The eyes have it. But the toast? Not so much.

Competitively, the impact of a program like this (which any company can emulate in a matter of a week or two — essentially “ABM in a box”) is that private intelligence, gathered by primary research, flows much faster to you than to your competitors. This intelligence itself improves your targeting, both regarding accounts and individuals; your improved targeting leads immediately, at 25+ conversations per day, to more intelligence; and this virtuous cycle leads to an efficient qualification process and a dominant competitive position versus anyone who shows up late, or less well-informed. And your competitors who rely on one-way communication — email, search, content, most social media (regardless of the name “social,” let’s face it, there’s a lot of spam going on out there) — will simply be crushed by your superior intelligence and first-engagement advantage.

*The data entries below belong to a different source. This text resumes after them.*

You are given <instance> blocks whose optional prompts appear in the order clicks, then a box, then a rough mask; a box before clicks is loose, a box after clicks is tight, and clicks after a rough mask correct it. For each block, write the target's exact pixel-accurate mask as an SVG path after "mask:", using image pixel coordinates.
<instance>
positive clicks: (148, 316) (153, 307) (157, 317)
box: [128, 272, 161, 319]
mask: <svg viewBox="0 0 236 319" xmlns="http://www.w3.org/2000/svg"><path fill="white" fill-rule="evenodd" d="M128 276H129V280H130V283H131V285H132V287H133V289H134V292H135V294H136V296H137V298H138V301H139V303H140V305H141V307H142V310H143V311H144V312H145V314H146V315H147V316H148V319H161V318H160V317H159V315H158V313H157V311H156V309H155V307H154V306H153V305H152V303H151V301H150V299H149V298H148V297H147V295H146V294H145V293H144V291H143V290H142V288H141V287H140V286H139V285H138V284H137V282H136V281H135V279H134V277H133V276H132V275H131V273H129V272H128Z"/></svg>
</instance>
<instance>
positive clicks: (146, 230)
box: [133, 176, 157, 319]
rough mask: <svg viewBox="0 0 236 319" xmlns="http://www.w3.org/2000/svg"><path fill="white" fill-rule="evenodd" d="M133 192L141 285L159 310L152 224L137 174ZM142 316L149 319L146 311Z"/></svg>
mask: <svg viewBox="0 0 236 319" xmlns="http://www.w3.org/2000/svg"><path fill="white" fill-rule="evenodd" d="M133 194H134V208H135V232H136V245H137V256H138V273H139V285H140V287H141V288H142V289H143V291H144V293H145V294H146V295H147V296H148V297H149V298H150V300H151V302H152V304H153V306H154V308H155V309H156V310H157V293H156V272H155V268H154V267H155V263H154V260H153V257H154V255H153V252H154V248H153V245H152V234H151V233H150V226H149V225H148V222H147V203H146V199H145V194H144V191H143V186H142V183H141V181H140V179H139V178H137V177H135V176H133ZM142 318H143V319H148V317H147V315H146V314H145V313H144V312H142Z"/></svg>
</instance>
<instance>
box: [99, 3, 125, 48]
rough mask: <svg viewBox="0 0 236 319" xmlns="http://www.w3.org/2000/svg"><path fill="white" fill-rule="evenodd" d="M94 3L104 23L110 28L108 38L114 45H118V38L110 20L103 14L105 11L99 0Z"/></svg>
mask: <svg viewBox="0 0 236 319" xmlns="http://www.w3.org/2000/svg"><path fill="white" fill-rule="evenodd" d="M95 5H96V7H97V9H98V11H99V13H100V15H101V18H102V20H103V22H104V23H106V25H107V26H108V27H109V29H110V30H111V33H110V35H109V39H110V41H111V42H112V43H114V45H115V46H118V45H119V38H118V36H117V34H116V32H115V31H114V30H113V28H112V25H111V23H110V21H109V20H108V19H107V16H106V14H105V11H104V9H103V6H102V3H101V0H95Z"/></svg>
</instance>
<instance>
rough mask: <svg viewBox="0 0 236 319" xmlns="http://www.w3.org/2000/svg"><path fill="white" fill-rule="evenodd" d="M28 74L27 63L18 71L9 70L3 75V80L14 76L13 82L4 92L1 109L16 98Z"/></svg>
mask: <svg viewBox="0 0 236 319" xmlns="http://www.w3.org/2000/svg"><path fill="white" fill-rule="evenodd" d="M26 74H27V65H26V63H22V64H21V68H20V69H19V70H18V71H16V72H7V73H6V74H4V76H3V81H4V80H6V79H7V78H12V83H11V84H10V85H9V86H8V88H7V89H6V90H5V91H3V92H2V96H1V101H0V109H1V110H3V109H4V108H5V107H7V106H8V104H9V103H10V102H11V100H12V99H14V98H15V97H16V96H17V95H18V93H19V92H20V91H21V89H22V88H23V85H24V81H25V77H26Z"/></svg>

So, when I hear someone comparing, say, B2B email to cold calling by talking about open rates, connect rates, conversation-to-meeting conversion rates, and all that easy-to-talk-about stuff that feels very scientific and measurable, I think this: the choice to be relatively blind to the realities inside your chosen customer set is easy to make based on perceived cost and ease of blasting “tailored” information (or using chase-bots to send endless streams of artificially intelligent emails, usually from a robot named Jennifer). How could you lose?

The answer is simple. If your fiercest competitor chooses to not be blind, chooses instead to do the primary research to gain private information before you have even engaged, you will soon be something else that turns out to be blind: toast.